ローリングストックは「**特別な備蓄」ではなく「日常の延長」**で続けられるのがメリットです。
ポイント9:水をきれいに保つ豆知識
備蓄している水をできるだけ良い状態で保つために、
- 直射日光を避ける(劣化の原因)
- 高温になる場所を避ける(30℃以下が望ましい)
- 未開封のまま保管する
- 定期的に賞味期限をチェック
- 賞味期限が切れたら、生活用水として使う
賞味期限を過ぎた水も、すぐに捨てる必要はありません。トイレ、洗濯、植物の水やりなど、生活用水として使い切るのがおすすめです。
まとめ:水の備蓄は「無理なく1週間」を目標に
水の備蓄の考え方は、
- 1人1日3L、できれば1週間分
- 飲料水と生活用水を分ける
- 保管場所は分散
- 長期保存水を上手に活用
- ポリタンクで給水車対応
- お風呂の残り湯は流さない
- マンションは特に多めに
- 家族構成に合わせて調整
- ローリングストックで管理
すべて一度に揃えるのは大変なので、月に1〜2箱ずつ買い足していくペースで十分です。半年もすれば、家族1週間分の水が家にある状態になります。

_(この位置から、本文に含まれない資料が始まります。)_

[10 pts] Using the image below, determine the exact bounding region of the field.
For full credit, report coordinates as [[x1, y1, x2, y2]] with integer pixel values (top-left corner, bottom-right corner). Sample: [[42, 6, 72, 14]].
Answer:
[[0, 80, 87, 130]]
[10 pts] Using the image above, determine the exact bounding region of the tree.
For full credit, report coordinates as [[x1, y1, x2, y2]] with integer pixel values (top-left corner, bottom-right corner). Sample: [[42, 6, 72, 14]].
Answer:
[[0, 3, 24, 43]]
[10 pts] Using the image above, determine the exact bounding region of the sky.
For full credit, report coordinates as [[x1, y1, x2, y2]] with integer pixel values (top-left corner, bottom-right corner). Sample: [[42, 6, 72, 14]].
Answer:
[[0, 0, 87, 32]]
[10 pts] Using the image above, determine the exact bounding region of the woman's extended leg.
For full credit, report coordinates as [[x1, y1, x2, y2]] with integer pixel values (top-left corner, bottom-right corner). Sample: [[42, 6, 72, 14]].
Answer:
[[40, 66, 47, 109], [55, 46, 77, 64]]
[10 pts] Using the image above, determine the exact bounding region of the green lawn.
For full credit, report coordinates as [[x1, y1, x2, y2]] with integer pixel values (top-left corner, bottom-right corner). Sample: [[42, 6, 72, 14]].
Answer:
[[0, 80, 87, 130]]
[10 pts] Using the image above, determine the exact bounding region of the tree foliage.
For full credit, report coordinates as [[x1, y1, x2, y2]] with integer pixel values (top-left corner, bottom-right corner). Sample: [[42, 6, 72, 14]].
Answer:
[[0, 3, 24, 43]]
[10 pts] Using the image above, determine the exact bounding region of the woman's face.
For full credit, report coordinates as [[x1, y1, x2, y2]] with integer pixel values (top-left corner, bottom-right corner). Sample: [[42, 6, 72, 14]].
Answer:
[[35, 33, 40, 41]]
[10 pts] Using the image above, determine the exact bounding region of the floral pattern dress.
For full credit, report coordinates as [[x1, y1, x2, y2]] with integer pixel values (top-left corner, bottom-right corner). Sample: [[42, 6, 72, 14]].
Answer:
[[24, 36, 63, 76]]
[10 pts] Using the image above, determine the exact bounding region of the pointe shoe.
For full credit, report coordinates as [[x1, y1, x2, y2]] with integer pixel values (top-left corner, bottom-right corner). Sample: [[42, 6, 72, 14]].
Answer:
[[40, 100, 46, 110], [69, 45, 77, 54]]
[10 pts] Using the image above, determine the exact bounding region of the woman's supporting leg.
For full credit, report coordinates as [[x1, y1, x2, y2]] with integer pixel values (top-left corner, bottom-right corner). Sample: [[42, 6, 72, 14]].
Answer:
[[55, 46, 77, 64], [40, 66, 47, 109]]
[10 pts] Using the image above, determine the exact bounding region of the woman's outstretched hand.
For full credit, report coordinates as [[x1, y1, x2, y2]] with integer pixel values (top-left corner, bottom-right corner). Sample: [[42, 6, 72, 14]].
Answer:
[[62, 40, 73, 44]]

水は命に直結する備蓄です。「いざというとき、家族が水で困らない」ことを目標に、今日から少しずつ始めていきましょうね。
注記
- 本記事は阪神大震災を経験した筆者の体験と、内閣府・農林水産省などの公的防災情報に基づく情報です。
- 必要な備蓄量は地域・家族構成・住居形態によって異なります。最新の公的目安は内閣府防災情報、各自治体の防災ポータルでご確認ください。
- 水の保管・賞味期限管理は、各製品の表示と取扱説明書に従ってください。
- 飲料水と生活用水の取り違えに注意してください。賞味期限切れの水を飲用に使うことはおすすめしません。